However, a couple of states allow "strict foreclosures."

Judicial Foreclosures

A judicial foreclosure requires the lender to go through the state court system and receive approval from a judge to foreclose on a property. All states allow the lender to foreclose judicially.

However, some states require this process exclusively. For instance, in New York and Ohio, foreclosures are judicial.

How a judicial foreclosure begins. The lender starts the process by filing a lawsuit with the court. In the lender’s opening pleading, often called a “complaint” or a “petition,” the lender asks the court for the right to sell the home and apply the proceeds from the sale to the debt.

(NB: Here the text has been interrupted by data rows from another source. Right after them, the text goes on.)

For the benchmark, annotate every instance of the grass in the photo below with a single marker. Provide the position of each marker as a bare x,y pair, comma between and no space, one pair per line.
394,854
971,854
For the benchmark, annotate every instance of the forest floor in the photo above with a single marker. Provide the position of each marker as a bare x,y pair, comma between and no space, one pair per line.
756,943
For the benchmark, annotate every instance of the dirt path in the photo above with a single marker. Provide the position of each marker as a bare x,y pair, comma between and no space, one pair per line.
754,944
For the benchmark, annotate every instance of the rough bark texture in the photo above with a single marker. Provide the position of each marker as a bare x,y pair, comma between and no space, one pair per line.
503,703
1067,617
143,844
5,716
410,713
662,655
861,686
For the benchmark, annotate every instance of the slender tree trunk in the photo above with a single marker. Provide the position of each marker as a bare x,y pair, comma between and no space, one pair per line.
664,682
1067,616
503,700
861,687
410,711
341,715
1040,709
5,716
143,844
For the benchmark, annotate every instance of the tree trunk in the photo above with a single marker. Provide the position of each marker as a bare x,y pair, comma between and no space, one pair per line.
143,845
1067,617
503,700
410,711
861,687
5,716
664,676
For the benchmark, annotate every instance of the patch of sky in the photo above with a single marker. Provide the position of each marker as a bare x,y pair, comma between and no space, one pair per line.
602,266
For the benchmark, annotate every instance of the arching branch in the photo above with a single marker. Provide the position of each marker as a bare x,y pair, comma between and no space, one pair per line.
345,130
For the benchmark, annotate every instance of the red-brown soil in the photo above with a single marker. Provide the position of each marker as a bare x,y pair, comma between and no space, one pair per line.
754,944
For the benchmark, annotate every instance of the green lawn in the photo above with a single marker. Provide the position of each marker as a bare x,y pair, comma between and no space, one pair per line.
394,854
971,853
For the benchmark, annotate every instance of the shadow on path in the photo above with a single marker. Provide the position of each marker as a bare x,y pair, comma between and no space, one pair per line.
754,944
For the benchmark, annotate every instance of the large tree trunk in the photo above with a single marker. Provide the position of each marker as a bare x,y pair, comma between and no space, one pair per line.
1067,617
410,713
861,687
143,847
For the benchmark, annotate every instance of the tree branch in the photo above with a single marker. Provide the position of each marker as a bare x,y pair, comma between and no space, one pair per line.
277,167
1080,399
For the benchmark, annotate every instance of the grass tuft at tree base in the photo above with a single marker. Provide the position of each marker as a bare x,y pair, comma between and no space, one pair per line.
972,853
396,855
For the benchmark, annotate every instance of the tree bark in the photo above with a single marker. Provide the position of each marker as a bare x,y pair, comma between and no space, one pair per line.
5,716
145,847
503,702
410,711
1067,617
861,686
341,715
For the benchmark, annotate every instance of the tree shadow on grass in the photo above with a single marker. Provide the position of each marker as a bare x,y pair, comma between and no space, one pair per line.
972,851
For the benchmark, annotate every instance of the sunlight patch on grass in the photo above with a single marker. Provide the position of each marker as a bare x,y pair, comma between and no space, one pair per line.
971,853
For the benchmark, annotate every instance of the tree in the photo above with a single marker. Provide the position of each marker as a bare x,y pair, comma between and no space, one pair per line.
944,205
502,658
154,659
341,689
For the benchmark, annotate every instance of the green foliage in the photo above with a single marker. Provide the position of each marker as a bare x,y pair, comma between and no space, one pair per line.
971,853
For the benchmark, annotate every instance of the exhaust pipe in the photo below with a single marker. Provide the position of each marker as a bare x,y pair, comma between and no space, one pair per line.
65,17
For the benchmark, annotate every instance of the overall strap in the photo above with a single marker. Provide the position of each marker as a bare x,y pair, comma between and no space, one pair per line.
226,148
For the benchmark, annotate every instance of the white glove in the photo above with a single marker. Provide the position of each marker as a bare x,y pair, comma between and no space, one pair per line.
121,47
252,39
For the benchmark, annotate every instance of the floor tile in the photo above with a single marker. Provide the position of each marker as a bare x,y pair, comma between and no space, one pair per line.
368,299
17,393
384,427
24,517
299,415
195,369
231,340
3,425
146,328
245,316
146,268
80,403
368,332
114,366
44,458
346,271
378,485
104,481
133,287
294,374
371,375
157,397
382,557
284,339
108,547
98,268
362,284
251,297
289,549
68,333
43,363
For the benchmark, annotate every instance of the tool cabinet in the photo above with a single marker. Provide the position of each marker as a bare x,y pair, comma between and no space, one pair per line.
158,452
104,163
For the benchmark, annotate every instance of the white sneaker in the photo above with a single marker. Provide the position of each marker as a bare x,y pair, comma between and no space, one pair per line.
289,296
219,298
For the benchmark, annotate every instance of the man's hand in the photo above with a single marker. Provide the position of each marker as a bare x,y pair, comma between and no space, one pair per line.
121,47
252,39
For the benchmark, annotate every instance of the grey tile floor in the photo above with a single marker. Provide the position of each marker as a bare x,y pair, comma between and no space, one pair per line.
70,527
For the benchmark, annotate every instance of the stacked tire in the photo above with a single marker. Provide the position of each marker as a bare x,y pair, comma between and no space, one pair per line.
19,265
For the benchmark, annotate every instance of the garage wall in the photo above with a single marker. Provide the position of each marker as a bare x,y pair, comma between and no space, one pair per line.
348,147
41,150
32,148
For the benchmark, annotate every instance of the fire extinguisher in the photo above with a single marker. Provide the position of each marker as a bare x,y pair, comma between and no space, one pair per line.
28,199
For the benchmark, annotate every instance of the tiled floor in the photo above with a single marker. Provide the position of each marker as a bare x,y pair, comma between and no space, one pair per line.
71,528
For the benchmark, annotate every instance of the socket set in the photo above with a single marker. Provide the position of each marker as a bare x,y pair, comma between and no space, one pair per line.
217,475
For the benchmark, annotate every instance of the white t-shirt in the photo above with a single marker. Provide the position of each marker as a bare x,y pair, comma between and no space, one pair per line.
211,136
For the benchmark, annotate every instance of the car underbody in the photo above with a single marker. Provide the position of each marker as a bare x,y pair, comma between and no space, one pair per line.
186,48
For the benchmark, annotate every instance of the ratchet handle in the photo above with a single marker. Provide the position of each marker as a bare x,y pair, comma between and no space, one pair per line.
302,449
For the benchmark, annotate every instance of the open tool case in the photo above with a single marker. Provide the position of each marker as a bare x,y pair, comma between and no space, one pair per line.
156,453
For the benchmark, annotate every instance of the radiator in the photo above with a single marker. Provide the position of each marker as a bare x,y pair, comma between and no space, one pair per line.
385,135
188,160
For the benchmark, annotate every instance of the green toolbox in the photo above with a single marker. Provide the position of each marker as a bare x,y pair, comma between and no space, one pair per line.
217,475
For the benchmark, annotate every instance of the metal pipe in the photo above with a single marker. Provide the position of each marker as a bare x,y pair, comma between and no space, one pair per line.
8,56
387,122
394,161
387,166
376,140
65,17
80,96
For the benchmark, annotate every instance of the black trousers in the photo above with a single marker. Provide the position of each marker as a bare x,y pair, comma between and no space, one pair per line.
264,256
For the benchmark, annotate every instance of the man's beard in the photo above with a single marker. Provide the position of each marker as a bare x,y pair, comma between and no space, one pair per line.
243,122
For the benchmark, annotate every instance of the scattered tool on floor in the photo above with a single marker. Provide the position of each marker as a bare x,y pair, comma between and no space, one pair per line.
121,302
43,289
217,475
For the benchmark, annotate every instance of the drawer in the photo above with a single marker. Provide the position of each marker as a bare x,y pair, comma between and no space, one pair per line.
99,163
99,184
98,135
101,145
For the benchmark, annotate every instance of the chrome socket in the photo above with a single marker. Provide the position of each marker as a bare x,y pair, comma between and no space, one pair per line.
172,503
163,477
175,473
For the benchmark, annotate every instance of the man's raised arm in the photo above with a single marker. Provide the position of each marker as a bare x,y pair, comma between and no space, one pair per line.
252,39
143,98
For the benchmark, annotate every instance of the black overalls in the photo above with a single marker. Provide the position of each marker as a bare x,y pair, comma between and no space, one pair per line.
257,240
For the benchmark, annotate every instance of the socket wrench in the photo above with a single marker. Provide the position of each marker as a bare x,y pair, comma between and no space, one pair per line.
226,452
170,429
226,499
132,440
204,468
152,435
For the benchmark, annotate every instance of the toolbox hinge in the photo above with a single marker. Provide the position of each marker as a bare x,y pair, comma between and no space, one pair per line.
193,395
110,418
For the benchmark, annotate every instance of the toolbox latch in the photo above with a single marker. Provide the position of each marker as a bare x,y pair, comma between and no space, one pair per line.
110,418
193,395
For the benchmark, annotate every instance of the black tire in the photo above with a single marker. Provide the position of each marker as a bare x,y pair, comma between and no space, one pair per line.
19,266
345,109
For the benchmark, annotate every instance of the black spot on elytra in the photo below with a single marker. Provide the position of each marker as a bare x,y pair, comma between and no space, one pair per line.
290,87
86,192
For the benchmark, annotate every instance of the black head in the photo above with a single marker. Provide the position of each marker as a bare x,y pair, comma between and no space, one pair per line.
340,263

If state law allows for it, the complaint might also ask the court to grant a deficiency judgment if selling the property won’t fully pay off the debt. If granted, the borrower will remain responsible for the outstanding loan balance after a foreclosure sale. However, some states don't allow deficiency judgments under certain circumstances.

Responding to the lawsuit. After the lender files the court case, you may file a responsive pleading, such as an answer to the complaint or motion to dismiss the case, with the court generally within 30 or fewer days. If you don’t respond, the lender will ask the court for a default judgment and will probably automatically be declared the winner.

If you choose to file an answer, your response must be in the format described in the local court rules. For example, you’ll likely need to create a caption at the top of the first page that includes the names of the people and businesses involved in the lawsuit, the name and address of the court, and the case number. When you file an answer, you’ll include responses to each of the claims made by the lender and any defenses you might have.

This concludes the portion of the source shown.